Among those admitted in 2017 to 2019 vs. in 1988 to 1990, there was also a reduction in two types of mortality: ICU mortality (24.5% vs. 46.6%) and hospital mortality (32.4% vs. 54.6%; difference, 22.2%). Admittance in more recent years was linked to a lower adjusted likelihood for hospital mortality (adjusted OR = 0.64; 95% CI, 0.54-0.75).

Between the two time periods, an 8.8% adjusted absolute reduction was observed in terms of hospital mortality, according to researchers.
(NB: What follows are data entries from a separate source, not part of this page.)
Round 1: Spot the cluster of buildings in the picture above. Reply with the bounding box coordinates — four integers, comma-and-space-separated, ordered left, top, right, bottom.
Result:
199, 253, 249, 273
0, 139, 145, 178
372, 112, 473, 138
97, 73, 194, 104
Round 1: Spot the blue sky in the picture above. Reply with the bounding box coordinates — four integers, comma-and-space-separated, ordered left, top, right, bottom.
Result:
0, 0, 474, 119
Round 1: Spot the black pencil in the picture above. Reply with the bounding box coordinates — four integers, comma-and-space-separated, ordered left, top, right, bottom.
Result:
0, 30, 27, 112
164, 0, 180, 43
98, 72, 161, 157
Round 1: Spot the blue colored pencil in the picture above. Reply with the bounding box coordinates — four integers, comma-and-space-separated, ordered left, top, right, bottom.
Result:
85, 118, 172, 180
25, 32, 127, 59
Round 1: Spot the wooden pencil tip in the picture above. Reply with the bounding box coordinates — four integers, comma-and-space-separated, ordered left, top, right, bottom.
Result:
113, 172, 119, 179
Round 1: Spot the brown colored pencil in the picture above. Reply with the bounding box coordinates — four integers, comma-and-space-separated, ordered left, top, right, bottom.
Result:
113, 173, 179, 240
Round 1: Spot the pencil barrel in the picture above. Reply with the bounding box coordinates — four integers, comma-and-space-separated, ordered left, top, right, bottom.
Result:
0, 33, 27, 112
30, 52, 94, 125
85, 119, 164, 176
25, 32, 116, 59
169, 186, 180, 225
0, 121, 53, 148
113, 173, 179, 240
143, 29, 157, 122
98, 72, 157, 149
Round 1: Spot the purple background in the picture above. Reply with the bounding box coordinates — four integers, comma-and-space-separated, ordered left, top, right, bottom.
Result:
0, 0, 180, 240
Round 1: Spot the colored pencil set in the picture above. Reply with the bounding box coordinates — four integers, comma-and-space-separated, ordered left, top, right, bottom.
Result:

A greater proportion of the total reduction in hospital mortality was explained by changes in case mix, which researchers said is potentially “driven by earlier presentation of patients to the hospital, earlier recognition of sepsis, changing threshold or timing of ICU admission, and/or changing underlying demographics of patients at risk for sepsis,” vs. not explained by changes in case mix (60%; 13.4 percentage points vs. 40%; 8.8 percentage points). Researchers further wrote that the 40% “may be a result of improvements in ICU management.”

A similar pattern of reduction in 2017 to 2019 vs. 1988 to 1990 was observed in median hospital length of stay (14 days vs. 15 days) and median hospital length of stay among survivors (17 days vs. 25 days).

In an additional analysis, researchers assessed the same outcomes in a matched cohort (n = 6,912) and again found lower ICU and hospital mortality in 2017 to 2019 (ICU, 27.3%; hospital, 32.8%) vs. 1988 to 1990 (ICU, 46.4%; hospital, 54.3%). Admittance in more recent years was linked to a reduced adjusted likelihood for hospital mortality (aOR = 0.76; 95% CI, 0.61-0.95).

Between the two time periods in the matched analysis, an adjusted absolute reduction in hospital mortality of 5.8 percentage points (27% of total reduction) was observed.

Researchers also found fewer hospital days among survivors in 2017 to 2019 vs. 1988 to 1990 (median, 19 days vs. 25 days) during this analysis.

A third analysis only factored in patients from ICUs in the same catchment area (n = 27,628), and as previously seen in the two analyses above, those admitted in 2017 to 2019 had fewer deaths vs. those admitted in 1988 to 1990 in the ICU (25.3% vs. 47.2%) and the hospital (32% vs. 54.8%). Admittance in more recent years was linked to a lower adjusted likelihood for hospital mortality (aOR = 0.65; 95% CI, 0.51-0.82).

Between the two time periods in the same-ICU analysis, an adjusted absolute reduction in hospital mortality of 8.7 percentage points (38% of total reduction) was observed.

Similar to the main analysis, patients in 2017 to 2019 vs. 1988 to 1990 had a shorter median hospital stay (14 days vs. 17 days) and a shorter median hospital stay among survivors (17 days vs. 27.5 days).

“Determining which patient, physician and hospital factors were key to mediating the observed mortality reduction was outside the scope of this study but represents an important area of future work,” Prescott and colleagues wrote.